Estudos historiográficos recentes tentam responder uma questão geográfica: “Por que os franceses invadiram o Brasil pela Baia da Guanabara?”. Abandonando o “riocentrismo”, percebe-se que não foi a beleza da região ou outro pormenor. A França Antártica foi fundada na beira da baia, pois a incipiente colônia era ignorada pelos lusos, mais interessados em São Vicente, Bahia de Todos os Santos e Pernambuco. O oportunismo francês foi o ponta pé inicial definitivo para o que viria a ser a cidade maravilhosa, um dos símbolos do Brasil. Séculos depois, o Rio de Janeiro teria a sorte de ser o porto escoador do ouro mineiro. O acúmulo de acasos geográficos fez do Rio uma cidade importante. O acúmulo de culturas faz do acaso um fator importante para a história do Brasil.
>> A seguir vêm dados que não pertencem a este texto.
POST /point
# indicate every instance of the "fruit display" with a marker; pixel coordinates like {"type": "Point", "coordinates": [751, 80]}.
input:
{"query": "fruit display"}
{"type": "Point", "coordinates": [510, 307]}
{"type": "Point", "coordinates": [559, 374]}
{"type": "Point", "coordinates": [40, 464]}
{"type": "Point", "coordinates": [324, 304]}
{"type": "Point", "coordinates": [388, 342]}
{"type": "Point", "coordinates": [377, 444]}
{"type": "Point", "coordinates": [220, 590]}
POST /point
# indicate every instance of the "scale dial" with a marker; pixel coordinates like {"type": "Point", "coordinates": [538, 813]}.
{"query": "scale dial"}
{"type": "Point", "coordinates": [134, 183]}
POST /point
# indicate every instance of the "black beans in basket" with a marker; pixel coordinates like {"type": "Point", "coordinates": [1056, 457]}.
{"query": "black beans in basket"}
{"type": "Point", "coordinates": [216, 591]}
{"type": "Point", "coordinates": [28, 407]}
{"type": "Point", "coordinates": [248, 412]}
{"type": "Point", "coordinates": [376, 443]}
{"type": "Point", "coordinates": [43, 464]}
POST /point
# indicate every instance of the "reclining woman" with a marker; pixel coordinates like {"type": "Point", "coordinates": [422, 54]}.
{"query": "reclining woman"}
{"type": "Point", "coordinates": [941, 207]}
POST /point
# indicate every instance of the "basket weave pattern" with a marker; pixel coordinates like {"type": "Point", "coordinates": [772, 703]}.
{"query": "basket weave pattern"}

Não sabemos se é por acaso ou não que o francês Jean, protagonista de Como era gostoso meu francês, chega por aqui. Sabemos que é por acaso que ele é confundido com um português e, por isso, é capturado e preso pelos tupinambás. O seu destino é a sentença dada aos inimigos: após oito luas, equivalente a oito meses, será devorado pela tribo. Jean, que quando preso pelos portugueses tinha um bola de ferro acorrentada aos pés, logo percebe que o cativeiro nativo é diferente: sem grades, sem correntes, sem confinamento. Não há distinção entre o livre e o condenado, senão o futuro. A sociedade tupinambá, sua prisão, o consome, em todos os sentidos.
Não é só Jean que é consumido. O espectador é ainda mais rapidamente consumido pelos tupinambás. Pintos, periquitas e peitos saltam aos olhos, a flauta rústica e o idioma guarani surpreendem aos ouvidos (o francês, pelo contrário, não nos espanta, sintomático da submissão cultural). Entretanto não demora muito para naturalizamos a nudez explicita e as palavras estranhas. Como o francês Jean nos deixamos consumir.
Em 1922, Oswald de Andrade lança o manifesto Pau-Brasil, que, parodiando o canibalismo tupi, prega a antropofagia cultural. Tal movimento consistia em absorver culturas e “vomitar” arte, mais cultura. Não era o que praticava as tribos do Brasil do século XVI, mas seus prisioneiros, sim, praticavam uma espécie de antropofagismo. A miscigenação cultural, com todas as ressalvas do preconceito e intolerância que percorrem toda a história do país, beberia muito dessa fonte ou comeria muito dessa carne.
O pronome possessivo “meu” no título da película deixa claro que a perspectiva presente é a do nativo, que toma para si o estrangeiro. O exótico não é o “índio” é o europeu, mas o que prevalece é o gostoso. Uma escolha histórica da cultura brasileira: preferir o sabor à posse. O cineasta e historiador Paulo Emílio Sales Gomes falava que “Para o Brasil nada é estrangeiro, pois tudo o é”. Nada é ao acaso, desde que seja tudo gostoso, de preferência banhado em sangue e sensualidade.